Lifestyle Intervention for Early Alzheimer's Disease
Overview
- Phase
- Not Applicable
- Intervention
- Not specified
- Conditions
- Alzheimer Disease
- Sponsor
- Preventive Medicine Research Institute
- Enrollment
- 51
- Locations
- 4
- Primary Endpoint
- Change from Baseline in Alzheimer Disease Assessment Scale cognitive section (ADAS-Cog) score
- Last Updated
- 3 years ago
Overview
Brief Summary
The objective of this study is to determine if comprehensive lifestyle changes may slow, stop, or reverse the progression of early-stage Alzheimer's disease.
Detailed Description
51 patients who have early Alzheimer's disease (MoCA above 17) in the San Francisco Bay area were enrolled over time and are randomly assigned to one of two groups. After baseline testing, the first group then receives this lifestyle medicine program for 20 weeks, four hours/day, three days/week (all done virtually via Zoom since March 2020 due to COVID-19). The second group will not receive the lifestyle program for 20 weeks and will serve as a randomized control group during this phase of the study. Both groups will be re-tested after 20 weeks. Then, the second group will "cross over" and receive this lifestyle medicine program for 20 weeks and the first group will continue the lifestyle program for 20 additional weeks. After a total of 40 weeks, both groups will be re-tested again and compared. Those initially randomly assigned to the control group will receive the intervention for 40 weeks and then be re-tested at that time.
Investigators
Eligibility Criteria
Inclusion Criteria
- •Current diagnosis of mild dementia or mild cognitive impairment due to Alzheimer's disease/process (McKhann and Albert criteria), with MoCA score above 17 (i.e., 18 or higher)
- •Willingness and ability to participate in all aspects of the intervention
- •Availability of spouse or caregiver who can provide collateral information and assist with study adherence
Exclusion Criteria
- •severe dementia
- •physical disability that precludes regular exercise
- •clear evidence for other causes of neurodegeneration or dementia, e.g., severe cerebrovascular disease, Parkinson's disease
- •significant ongoing psychiatric or substance abuse problems
Outcomes
Primary Outcomes
Change from Baseline in Alzheimer Disease Assessment Scale cognitive section (ADAS-Cog) score
Time Frame: At baseline and also after 20 weeks, 40 weeks.
The ADAS-Cog test is one of the most frequently used tests to measure cognition in clinical trials. Patients obtain scores of 0 to 70; higher scores indicate poorer performance.
Change from Baseline in Clinical Dementia Rating Scale Sum of Boxes (CDR-SOB) score
Time Frame: At baseline and also after 20 weeks, 40 weeks.
The CDR-SOB is a commonly used dementia staging instrument. The CDR-SOB score is obtained by summing each of the domain box scores, with scores ranging from 0 to 18 (lower is better).
Change from Baseline in Clinical Global Impression of Change (CGIC) score
Time Frame: At baseline and also after 20 weeks, 40 weeks.

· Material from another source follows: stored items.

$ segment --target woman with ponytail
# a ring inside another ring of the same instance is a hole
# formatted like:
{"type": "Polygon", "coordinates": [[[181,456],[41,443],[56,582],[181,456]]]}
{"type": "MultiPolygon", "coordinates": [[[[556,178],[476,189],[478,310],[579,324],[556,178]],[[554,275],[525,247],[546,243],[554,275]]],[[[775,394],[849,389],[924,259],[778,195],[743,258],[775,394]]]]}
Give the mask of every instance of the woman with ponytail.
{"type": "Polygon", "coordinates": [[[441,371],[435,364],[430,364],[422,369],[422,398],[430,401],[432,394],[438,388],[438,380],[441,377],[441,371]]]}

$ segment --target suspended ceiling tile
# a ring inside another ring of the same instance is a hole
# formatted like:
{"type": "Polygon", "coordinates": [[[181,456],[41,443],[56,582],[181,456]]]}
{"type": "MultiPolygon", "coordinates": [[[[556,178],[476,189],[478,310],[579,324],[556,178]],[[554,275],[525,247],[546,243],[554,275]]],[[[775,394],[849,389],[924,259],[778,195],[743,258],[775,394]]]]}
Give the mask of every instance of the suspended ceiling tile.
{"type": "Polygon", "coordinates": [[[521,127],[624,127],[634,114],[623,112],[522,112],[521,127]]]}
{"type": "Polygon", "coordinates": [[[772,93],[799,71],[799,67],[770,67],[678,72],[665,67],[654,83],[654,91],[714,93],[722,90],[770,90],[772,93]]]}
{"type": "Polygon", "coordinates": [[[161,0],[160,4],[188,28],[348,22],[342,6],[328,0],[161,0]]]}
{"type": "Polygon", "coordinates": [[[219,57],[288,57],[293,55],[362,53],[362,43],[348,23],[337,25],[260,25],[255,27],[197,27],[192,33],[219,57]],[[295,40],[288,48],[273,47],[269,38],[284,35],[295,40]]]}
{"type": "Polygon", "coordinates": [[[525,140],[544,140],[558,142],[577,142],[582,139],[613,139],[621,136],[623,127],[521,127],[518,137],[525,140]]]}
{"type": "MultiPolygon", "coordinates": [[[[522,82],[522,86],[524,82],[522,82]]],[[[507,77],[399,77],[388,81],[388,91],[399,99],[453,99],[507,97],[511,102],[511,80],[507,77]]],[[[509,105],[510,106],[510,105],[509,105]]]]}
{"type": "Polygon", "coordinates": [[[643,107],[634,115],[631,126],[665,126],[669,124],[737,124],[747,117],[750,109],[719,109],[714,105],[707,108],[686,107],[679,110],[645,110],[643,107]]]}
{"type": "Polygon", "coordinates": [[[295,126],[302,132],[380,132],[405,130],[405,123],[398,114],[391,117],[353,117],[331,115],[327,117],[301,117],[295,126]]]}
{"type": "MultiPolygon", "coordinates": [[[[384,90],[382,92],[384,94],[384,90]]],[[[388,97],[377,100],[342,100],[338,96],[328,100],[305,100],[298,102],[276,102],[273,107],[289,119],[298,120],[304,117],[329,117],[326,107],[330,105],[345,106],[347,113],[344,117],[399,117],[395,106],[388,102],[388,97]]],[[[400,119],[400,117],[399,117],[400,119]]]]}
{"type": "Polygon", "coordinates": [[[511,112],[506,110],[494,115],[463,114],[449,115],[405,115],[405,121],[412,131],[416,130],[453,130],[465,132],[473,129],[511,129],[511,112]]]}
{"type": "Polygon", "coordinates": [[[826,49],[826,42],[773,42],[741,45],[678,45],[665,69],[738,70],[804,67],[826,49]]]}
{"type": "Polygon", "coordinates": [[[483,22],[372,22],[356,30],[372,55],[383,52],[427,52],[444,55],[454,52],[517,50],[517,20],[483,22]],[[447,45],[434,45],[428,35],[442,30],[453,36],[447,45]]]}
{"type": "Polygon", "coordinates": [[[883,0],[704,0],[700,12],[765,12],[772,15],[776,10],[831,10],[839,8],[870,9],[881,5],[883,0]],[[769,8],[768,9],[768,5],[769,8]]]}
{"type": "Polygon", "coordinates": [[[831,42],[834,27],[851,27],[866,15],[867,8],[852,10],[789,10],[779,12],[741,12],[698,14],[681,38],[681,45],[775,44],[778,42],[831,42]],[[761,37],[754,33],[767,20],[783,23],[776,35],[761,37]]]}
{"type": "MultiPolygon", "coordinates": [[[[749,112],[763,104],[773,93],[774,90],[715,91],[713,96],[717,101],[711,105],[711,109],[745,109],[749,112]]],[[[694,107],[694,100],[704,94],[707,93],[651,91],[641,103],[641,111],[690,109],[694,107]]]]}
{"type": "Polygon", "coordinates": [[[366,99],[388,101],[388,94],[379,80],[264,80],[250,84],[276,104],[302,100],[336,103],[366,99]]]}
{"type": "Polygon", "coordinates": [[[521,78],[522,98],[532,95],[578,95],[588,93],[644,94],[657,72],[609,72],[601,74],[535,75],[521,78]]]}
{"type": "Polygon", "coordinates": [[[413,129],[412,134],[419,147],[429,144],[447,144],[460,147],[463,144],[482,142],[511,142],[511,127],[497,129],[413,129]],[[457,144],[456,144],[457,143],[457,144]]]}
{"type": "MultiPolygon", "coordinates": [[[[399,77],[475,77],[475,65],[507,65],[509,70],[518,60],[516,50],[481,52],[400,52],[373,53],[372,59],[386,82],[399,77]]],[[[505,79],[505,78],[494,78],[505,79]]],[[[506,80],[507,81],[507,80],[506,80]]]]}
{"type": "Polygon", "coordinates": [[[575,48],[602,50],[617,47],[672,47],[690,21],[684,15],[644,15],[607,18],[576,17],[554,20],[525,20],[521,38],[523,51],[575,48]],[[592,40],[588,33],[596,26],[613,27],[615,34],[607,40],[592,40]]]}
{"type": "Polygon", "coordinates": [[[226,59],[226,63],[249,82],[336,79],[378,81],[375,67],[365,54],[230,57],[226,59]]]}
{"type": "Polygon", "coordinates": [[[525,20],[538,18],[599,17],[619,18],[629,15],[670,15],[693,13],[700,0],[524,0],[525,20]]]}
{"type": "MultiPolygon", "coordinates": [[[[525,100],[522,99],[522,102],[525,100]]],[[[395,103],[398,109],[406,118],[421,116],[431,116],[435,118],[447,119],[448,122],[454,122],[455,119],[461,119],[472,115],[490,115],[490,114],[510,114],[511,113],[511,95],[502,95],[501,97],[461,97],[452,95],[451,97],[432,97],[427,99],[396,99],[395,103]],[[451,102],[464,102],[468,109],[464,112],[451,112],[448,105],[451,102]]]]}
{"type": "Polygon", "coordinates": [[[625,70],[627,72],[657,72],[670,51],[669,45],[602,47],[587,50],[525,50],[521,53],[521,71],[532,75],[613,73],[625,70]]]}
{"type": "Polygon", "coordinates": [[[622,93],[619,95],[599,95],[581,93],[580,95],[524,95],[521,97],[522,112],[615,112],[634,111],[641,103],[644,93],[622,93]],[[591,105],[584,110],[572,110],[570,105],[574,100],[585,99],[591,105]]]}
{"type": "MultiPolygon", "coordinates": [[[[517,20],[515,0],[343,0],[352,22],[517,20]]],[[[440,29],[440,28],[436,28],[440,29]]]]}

The CGIC test is often used in clinical trials of cognition. CGIC scores range from 1 (very much improved) through to 7 (very much worse).
Secondary Outcomes
- Vascular injury panel 2(At baseline and also after 20 weeks, 40 weeks.)
- Changes from baseline in the microbiome(At baseline and also after 20 weeks, 40 weeks.)
- Changes from baseline in telomere length(At baseline and also after 20 weeks, 40 weeks.)
- Amyloid peptides(At baseline and also after 20 weeks, 40 weeks.)
- Metabolic Panel: 1 Human 7-PLEX(At baseline and also after 20 weeks, 40 weeks.)
- Changes from baseline in biomarkers(At baseline and also after 20 weeks, 40 weeks.)
- Inflammatory biomarkers(At baseline and also after 20 weeks, 40 weeks.)
- R-PLEX measures(At baseline and also after 20 weeks, 40 weeks.)
- Angiogenesis biomarkers(At baseline and also after 20 weeks, 40 weeks.)